Robinhood is an industry leading app that teaches you to invest in the stock market, Robinhood Crypto, or how to trade options for free. The app is built for a younger generation of investors reluctant to pick up the phone for a broker, offering a stripped down overview of one’s portfolio.
Many people have noticed discrepancies between iOS and Android versions of the renowned trading app. Unfortunately, it seems as though Android users have gotten the short end of the stick yet again. However, we should point out that the app was primarily released on iOS and secondarily on Android. The differences are mainly seen in the aesthetics rather than functionality. Let’s take a look at some of the contrasting features.
In regards to design, there are only a couple variations between the two mobile apps. The iOS version has a consistent background color whereas the Android version incorporates a green chunk of space behind the homepage. In addition, the stock graph line has a heavier stroke weight on the Android version. These subtle differences make the Android design look slightly clunky in comparison to iOS.
Users will notice that the iOS version has slightly smoother scrolling through the interface. Furthermore, opening up individual stocks on the Android app takes slightly longer to load than the iOS version. The difference isn’t large, but it’s certainly noticeable.

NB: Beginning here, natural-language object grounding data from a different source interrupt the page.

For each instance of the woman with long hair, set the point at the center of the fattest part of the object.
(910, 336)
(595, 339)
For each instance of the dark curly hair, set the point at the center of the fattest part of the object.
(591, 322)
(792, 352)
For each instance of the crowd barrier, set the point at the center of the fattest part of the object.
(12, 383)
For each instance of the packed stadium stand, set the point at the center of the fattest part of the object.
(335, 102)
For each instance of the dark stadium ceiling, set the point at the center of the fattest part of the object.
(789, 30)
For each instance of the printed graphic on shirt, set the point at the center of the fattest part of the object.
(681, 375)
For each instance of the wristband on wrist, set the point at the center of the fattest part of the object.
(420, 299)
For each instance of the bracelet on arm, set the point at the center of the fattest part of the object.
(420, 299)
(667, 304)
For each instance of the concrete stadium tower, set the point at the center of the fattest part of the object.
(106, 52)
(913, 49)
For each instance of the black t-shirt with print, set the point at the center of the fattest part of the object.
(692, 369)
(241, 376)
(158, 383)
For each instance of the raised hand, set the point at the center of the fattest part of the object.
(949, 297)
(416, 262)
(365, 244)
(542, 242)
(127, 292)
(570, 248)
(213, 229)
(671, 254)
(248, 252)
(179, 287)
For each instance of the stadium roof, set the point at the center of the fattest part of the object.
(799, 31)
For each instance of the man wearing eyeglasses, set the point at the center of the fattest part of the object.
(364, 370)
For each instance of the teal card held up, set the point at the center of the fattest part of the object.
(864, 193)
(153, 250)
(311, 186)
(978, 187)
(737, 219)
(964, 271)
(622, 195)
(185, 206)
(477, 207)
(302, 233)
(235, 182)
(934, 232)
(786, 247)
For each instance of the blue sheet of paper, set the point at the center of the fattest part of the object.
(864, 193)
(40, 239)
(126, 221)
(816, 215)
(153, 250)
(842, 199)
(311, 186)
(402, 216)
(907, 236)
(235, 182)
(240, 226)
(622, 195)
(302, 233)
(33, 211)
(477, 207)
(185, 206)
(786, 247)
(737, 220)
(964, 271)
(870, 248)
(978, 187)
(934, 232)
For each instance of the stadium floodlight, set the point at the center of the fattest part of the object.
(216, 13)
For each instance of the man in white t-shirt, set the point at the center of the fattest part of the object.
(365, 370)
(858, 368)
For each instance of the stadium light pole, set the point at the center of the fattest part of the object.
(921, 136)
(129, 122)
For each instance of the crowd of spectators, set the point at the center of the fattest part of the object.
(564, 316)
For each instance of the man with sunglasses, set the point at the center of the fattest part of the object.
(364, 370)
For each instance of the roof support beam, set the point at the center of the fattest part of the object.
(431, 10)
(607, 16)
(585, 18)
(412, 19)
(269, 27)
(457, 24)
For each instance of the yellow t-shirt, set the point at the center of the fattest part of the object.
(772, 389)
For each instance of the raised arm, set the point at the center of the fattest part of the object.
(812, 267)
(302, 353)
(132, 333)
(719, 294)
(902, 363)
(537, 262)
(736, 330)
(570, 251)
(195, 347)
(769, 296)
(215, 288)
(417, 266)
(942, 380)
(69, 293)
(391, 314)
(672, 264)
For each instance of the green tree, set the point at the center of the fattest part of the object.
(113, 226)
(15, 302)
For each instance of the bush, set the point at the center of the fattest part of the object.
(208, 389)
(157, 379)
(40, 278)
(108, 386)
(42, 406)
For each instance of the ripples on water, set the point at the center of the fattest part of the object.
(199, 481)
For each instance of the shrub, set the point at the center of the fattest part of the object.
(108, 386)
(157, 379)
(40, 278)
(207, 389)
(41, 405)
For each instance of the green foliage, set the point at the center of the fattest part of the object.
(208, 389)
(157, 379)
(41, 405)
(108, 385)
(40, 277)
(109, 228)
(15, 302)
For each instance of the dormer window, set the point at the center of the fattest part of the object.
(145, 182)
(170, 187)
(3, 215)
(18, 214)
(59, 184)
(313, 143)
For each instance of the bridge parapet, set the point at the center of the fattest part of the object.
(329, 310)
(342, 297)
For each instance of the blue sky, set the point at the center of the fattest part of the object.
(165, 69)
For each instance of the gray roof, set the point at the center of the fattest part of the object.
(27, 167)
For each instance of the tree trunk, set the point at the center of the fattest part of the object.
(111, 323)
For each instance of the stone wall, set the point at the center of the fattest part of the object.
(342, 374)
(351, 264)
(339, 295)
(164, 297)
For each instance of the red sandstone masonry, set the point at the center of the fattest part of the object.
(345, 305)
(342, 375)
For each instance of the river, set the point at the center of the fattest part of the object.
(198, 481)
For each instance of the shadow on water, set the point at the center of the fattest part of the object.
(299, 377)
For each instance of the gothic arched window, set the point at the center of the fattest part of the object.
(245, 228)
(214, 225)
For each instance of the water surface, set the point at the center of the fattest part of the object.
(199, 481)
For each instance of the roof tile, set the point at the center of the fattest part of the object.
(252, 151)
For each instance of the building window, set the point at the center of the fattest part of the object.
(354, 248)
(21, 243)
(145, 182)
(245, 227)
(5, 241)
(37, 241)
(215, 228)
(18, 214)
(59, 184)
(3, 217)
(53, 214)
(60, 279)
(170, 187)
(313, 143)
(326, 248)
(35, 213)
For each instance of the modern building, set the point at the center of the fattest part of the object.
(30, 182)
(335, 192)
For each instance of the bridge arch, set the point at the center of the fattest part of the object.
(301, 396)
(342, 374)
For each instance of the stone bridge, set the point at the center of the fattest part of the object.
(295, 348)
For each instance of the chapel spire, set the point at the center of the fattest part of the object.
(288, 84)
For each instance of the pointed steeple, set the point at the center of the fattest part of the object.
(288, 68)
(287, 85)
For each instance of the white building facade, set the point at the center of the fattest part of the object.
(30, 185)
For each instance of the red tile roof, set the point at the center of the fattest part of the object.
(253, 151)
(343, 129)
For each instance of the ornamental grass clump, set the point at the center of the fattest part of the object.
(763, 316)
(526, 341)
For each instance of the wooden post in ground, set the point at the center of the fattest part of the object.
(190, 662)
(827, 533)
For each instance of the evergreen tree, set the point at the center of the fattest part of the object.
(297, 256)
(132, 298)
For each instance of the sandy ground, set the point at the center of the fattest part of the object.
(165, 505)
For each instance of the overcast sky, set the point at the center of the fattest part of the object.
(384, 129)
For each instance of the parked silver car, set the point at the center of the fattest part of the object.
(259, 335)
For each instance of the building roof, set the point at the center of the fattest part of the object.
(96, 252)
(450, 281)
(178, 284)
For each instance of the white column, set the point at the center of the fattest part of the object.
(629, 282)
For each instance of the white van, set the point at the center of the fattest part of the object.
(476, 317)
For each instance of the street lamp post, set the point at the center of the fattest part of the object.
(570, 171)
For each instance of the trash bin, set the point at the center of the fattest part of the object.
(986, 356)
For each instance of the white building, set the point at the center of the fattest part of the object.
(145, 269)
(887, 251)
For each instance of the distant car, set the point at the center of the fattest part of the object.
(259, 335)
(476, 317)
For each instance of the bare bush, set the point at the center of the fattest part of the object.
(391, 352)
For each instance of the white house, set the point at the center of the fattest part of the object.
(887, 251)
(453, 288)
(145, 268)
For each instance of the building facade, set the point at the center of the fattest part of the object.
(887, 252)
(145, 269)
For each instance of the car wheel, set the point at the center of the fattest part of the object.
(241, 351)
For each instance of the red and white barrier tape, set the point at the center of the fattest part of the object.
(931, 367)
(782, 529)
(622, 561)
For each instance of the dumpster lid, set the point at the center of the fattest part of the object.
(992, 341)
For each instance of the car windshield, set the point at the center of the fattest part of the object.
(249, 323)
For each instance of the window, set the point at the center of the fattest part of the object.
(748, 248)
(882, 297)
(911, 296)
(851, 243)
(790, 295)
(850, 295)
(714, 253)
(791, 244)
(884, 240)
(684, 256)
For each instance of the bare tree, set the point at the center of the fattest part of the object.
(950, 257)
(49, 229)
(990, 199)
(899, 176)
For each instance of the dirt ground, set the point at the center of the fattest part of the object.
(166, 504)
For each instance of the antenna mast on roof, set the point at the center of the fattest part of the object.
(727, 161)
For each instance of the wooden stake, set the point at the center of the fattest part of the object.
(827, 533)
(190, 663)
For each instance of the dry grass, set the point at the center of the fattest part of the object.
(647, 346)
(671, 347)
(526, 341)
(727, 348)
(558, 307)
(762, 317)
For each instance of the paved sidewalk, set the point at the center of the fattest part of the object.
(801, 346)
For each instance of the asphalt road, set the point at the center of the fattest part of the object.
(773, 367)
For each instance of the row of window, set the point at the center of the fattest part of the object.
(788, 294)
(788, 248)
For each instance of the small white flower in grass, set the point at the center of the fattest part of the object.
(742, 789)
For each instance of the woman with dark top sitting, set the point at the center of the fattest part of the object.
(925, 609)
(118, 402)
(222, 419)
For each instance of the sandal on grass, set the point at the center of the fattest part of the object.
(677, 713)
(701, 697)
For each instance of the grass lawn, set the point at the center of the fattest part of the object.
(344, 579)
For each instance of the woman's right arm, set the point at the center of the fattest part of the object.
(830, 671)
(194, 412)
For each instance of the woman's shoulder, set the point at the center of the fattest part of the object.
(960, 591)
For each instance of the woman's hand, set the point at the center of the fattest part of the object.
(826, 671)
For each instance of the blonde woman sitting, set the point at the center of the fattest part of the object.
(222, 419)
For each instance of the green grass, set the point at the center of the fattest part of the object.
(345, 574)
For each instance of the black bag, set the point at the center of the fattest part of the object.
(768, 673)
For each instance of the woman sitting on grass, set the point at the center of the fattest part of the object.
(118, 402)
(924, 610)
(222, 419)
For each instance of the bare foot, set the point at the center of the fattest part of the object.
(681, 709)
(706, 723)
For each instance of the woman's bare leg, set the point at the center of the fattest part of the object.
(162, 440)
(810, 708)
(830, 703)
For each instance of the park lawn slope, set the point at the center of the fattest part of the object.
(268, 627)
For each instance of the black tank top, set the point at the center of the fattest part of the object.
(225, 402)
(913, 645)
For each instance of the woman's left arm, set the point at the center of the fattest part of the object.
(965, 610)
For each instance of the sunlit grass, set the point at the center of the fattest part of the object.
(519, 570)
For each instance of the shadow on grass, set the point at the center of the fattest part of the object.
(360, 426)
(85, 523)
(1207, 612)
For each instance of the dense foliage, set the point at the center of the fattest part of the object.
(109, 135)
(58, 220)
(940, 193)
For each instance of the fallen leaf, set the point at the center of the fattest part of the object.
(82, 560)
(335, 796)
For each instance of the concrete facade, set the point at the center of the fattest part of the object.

In regards to functionality, there are just a few UI details missing from the Android app that users can find on the iOS version. One of them is the small add-on that indicates level of volatility for individual stocks. This is a slight disadvantage because Android users will not see this visual cue, even though there are other ways of determining volatility than merely relying on this “high” or “low” indicator.
Another feature that’s supposed to be located just underneath volatility is buying power. This lets you know how much money is left in your account to buy additional stocks, options or crypto, and is seen only on the homepage menu in Android’s version. This is a nice feature to have in terms of account transparency, but again, isn’t absolutely essential to a user’s experience. Lastly, there’s the portfolio diversity indicator that allows users to see what percentage of their account is in a certain stock or asset type. Useful? Sure. Imperative? Not exactly.
In 2015, the iOS Robinhood app won the Design Award at Apple’s Worldwide Developer Conference. The Android version wasn’t released until 9 months after iOS, but it’s been nearly three years since and iOS is still the winner. The user experience for both operating systems is remarkable, but you have to wonder when Android’s design will catch up, if at all.